兵庫慎司の「ロックの余談Z」 第13回
ロックバンドは“フェス”とどう関わっていくのか? 兵庫慎司がライブ現場から考える
8月27日土曜日、きのこ帝国の日比谷野外大音楽堂ワンマンを観に行った。
今のきのこ帝国に加えて未来のきのこ帝国も見せるような、バンドの進化を表すすばらしいライブだったんだけど、観ながら「あ、そういえばきのこ帝国、この夏、フェスで見かけなかったな」ということに気づいた。
そしたらアンコールのMCで、佐藤千亜妃(ボーカル&ギター)が、今年の夏はフェスとかに出ないでレコーディングしていました、秋に新しいアルバムが出ます、と発表して、「ああ、なるほど」と納得した。
で、これ、いいことだな、と思った。
何が。きのこ帝国くらいのキャリアのバンドが、「今年の夏はフェスに出ない」という判断をする、ということがです。というか、そういう判断をできることそのものが、です。
なぜそう思ったのか、というのには、その1週間前に読んだ、クリープハイプ尾崎世界観の日記が関係している。有料メルマガ『水道橋博士のメルマ旬報』で連載が始まり、その第1回目が送られてきて、読んだばかりだったのでした。
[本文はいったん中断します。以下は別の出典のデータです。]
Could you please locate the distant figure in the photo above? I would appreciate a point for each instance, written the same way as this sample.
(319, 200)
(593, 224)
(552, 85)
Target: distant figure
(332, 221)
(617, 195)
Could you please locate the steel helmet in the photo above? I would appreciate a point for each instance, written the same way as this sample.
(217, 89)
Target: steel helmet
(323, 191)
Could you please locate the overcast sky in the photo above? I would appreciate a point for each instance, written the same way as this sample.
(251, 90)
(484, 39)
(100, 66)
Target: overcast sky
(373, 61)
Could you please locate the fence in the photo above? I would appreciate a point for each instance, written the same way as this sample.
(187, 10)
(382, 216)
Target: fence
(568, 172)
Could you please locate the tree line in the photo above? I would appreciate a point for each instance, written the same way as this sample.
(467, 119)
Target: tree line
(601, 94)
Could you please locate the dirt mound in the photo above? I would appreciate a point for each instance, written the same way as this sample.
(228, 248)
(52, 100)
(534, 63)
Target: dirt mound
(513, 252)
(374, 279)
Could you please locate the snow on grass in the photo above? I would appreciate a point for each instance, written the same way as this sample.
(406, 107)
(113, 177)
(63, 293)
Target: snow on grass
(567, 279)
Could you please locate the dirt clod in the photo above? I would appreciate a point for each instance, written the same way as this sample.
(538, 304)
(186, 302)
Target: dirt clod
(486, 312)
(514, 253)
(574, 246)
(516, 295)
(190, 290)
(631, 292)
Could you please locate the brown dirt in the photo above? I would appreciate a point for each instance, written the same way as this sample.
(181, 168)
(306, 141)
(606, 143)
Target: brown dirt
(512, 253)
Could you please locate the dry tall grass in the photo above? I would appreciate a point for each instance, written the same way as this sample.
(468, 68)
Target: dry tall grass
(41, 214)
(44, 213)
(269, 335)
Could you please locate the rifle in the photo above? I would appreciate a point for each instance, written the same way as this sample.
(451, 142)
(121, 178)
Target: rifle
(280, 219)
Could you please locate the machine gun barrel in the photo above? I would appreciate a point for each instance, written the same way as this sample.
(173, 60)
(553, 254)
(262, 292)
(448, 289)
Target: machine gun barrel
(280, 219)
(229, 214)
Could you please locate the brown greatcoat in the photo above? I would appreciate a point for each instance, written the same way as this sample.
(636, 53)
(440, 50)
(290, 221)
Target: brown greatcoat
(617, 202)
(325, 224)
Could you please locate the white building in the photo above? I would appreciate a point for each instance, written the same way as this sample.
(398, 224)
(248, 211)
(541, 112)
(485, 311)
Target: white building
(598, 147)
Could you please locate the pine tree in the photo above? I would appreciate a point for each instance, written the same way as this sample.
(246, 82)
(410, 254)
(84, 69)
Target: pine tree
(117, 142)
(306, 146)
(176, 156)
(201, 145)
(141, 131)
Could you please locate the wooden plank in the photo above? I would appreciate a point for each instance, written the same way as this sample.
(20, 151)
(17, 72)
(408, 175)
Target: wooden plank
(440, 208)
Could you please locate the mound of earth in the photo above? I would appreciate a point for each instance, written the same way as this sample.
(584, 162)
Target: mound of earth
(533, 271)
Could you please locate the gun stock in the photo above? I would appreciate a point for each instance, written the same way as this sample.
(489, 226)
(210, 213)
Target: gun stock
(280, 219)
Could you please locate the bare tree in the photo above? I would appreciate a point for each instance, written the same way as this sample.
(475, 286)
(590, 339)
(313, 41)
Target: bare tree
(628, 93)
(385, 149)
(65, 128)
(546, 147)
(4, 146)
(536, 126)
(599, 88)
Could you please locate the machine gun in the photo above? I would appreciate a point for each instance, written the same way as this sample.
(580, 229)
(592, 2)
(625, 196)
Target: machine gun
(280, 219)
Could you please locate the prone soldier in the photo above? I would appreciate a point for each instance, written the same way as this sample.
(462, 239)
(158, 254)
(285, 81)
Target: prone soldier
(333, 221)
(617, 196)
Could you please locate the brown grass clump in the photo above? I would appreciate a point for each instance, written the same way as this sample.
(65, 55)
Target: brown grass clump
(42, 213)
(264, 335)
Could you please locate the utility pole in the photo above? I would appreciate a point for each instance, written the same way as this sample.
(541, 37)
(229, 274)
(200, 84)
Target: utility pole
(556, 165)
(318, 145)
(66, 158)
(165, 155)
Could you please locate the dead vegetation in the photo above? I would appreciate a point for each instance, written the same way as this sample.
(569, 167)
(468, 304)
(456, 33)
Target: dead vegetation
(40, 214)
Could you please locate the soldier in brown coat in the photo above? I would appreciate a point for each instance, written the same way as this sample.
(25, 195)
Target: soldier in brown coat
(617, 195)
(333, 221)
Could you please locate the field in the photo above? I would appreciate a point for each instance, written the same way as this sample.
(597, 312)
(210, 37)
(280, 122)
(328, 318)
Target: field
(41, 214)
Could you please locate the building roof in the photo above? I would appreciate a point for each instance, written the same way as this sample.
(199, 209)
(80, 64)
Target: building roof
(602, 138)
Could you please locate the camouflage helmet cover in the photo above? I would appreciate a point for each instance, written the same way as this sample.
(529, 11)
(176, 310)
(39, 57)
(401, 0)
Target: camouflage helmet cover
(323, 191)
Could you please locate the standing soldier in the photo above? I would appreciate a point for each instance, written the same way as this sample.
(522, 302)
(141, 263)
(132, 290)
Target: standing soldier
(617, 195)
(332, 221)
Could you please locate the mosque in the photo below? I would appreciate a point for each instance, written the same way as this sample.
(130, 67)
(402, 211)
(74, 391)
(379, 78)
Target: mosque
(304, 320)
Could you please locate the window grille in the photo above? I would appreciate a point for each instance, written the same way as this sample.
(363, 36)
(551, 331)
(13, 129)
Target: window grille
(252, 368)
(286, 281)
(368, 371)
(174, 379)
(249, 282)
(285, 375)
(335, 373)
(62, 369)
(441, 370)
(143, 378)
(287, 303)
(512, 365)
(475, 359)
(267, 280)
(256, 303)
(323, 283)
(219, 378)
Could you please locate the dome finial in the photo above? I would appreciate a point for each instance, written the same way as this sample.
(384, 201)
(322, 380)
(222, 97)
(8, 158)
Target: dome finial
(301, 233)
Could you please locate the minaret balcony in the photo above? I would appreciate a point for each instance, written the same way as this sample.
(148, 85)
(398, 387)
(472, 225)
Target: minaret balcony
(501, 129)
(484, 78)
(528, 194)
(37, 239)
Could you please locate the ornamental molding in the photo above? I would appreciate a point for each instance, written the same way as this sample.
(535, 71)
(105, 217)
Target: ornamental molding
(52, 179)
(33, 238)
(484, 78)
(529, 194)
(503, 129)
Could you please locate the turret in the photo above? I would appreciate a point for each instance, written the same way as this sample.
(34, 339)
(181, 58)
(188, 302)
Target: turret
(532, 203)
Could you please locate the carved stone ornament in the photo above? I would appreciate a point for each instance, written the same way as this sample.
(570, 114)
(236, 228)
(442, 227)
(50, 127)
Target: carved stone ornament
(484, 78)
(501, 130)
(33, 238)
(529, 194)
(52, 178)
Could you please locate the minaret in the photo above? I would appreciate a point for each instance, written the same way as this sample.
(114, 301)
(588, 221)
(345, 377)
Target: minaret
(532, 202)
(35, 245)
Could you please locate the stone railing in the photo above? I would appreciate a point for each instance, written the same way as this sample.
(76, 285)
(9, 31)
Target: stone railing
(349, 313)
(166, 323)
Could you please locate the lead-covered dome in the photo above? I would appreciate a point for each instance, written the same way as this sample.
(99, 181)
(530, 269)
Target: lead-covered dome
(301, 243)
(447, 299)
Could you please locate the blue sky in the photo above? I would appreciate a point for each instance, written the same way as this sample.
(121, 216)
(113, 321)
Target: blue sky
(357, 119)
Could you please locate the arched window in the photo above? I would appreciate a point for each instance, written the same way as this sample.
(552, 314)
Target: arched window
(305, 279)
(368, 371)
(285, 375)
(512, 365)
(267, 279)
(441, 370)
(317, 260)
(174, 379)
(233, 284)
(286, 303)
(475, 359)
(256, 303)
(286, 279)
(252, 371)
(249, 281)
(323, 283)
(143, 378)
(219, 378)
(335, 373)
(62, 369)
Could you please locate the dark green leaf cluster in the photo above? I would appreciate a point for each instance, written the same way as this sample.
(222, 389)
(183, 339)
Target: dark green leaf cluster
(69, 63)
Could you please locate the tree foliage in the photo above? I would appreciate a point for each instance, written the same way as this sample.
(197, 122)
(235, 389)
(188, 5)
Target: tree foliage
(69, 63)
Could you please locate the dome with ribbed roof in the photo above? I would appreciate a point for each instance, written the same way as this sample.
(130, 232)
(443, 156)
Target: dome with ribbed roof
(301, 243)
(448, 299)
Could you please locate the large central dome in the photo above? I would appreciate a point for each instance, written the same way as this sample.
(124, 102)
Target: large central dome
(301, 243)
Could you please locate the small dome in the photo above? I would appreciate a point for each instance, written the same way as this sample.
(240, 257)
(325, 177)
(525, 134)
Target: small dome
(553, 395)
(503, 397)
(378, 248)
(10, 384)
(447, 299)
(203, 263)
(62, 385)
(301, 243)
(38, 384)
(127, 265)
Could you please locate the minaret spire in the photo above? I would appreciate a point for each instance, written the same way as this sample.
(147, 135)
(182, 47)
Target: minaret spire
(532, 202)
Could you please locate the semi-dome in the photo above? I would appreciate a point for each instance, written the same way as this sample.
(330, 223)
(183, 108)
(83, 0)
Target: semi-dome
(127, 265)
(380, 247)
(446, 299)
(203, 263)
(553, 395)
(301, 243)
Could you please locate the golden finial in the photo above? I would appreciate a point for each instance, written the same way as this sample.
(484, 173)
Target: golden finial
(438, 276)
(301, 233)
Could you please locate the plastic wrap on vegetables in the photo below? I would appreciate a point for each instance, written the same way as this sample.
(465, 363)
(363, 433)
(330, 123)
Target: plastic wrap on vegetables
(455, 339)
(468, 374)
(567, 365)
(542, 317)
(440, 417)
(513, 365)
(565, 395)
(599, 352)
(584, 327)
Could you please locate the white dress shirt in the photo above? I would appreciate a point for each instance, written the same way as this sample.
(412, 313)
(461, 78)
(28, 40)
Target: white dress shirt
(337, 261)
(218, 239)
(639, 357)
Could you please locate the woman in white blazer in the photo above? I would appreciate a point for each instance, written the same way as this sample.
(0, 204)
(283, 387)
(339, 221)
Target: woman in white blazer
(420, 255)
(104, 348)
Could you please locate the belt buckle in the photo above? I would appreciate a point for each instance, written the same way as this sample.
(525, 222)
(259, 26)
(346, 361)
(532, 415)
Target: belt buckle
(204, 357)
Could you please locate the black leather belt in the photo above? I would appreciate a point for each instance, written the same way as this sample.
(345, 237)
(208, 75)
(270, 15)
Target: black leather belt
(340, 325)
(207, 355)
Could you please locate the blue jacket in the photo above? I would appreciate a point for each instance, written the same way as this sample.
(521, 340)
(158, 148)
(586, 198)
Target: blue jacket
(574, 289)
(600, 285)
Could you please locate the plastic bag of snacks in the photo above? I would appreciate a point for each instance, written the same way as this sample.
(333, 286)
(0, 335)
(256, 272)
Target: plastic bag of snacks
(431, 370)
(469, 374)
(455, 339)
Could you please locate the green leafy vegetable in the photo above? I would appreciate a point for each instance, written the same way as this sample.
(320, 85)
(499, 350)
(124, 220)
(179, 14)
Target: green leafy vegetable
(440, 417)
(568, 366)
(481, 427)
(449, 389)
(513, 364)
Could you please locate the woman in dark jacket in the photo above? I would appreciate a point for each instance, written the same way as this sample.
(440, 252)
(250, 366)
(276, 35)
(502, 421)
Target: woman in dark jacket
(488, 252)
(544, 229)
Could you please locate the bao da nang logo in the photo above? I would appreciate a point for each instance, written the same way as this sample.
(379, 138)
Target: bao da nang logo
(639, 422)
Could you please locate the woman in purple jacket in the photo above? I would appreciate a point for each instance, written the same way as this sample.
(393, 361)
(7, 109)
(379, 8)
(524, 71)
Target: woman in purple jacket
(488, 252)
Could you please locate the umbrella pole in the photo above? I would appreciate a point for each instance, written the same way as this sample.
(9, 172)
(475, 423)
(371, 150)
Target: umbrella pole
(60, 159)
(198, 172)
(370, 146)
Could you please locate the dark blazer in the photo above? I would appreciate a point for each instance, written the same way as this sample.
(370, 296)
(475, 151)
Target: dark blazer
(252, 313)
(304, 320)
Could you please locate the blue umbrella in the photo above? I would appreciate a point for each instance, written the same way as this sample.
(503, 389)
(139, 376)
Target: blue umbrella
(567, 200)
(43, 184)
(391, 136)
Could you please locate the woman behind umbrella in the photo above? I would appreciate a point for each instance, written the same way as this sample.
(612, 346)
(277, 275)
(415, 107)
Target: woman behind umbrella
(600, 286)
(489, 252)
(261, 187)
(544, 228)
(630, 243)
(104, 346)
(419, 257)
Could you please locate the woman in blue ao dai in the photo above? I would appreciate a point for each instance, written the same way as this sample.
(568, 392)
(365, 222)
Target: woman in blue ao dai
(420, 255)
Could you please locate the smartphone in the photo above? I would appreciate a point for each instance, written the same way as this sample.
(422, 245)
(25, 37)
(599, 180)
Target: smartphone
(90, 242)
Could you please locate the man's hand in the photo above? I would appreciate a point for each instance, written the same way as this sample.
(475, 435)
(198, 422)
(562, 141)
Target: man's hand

この尾崎世界観の日記連載『苦汁100%』。初の小説『祐介』を読んで、これミュージシャンの余技じゃないなと思ったけど、日記を読んでそれが裏付けられたというか、とにかくおもしろいのでぜひみなさん読んでいただきたいが、それは置いといて。
その日記の中で尾崎は、雑誌の取材とロックフェスへの出演に関して、こんなことを書いている。
「それでも雑誌には出なければいけない。フェスも一緒。ある一定のポジションまで登りつめなければ、『あのバンド消えたな』で片付けられてしまう。今は、『敢えてやらない』という選択肢がない。周りがやってるから、という理由。小学生が親にオモチャをねだる時と同じ理由でバンド活動していくのは格好悪い。しっかり考えなければいけない」
これを読んで、なんか刺さったというか、「そうかあ」と思ったのだった。
しかも、これが尾崎世界観だというのが、よけいに刺さる。というのはーーファンはご記憶だろうがーークリープハイプは一昨年2014年の夏、「敢えてフェスに出ない」を実行したのだ。夏にワンマンツアーを入れて、フェスには一切出ない、というスケジュールを切って。
そして、その次の夏。『ROCK IN JAPAN FESTIVAL 2015』、このフェスで……というよりおそらく日本のロックフェスでもっとも規模の大きいGRASS STAGEに立った尾崎世界観は、MCで「去年の夏はフェスに出ないことにして、ワンマンでツアーをやった。で、『やっぱり出ればよかった』と後悔した」というような話をしていた。
勝手に補足するが、夏にワンマンツアーをやったら動員的に苦戦した、だから後悔した、というわけではないと思う。全然そんなことはなかった、でも夏のその時期にフェスに出ていない、あえてそれに背を向けた自分たちって、はたしてどうなのか? みたいな疎外感を抱いたのではないか、と推測する。
なので「今は『敢えてやらない』という選択肢がない」という尾崎の言葉は、「周囲的に」とか「業界的に」という意味もなくはないだろうが、自身のそういう強迫観念も大きいのだと思う。彼のキャラクターを考えると。
確かに、新人ロックバンドにとって、デビューして最初にかけられるふるいが「フェスに出られるかどうか」になる、という側面はある。もっと言うなら、デビュー数年を経たバンドにとって、「フェスから声がかからなくなった時が一軍から落っこちた時」という見え方も、正直、ある。
というように、フェスへの出演が一種のバロメーターであり、ロックバンドの生命線になっているところもあるのは確かだろう。だからみんな(バンドもそのスタッフも含めて)必死に出られるようになろうとするし、出られるようになったら、出られる自分たちを維持しようとする。
で、そのうち、スタジアム規模でツアーができるくらいバンドが大きくなれば……ざっくり言うと「フェスよりもワンマンの方が動員規模が大きい」くらいになれば、「出たい時に、何年かにいっぺん出る」みたいな形でフェスと付き合えるし、そうなるのが理想だが、やはりそれはごく少数であって、それ以外の大多数のバンドは「いつまで出られるか」「今年は出られるかどうか」というラインで、戦い続けていくことになる。
そういえば尾崎世界観、2015年暮の幕張メッセ『COUNTDOWN JAPAN 15/16』出演時には、もっとも大きなEARTH STAGEで、「いつまでこのステージに立てるだろうかと考える」「いつか立てなくなってここより小さいステージになっても、出演すると思う。それが怖い」みたいなMCをしていた。
いや、そんなん大なり小なりみんな感じることだろうけど、客前で言ったりしないじゃん。わざわざ言わなくても。正直な人だなあ、と思った。そんな身もフタもない正直さも、彼をいいなあと思うところのひとつなんだけど。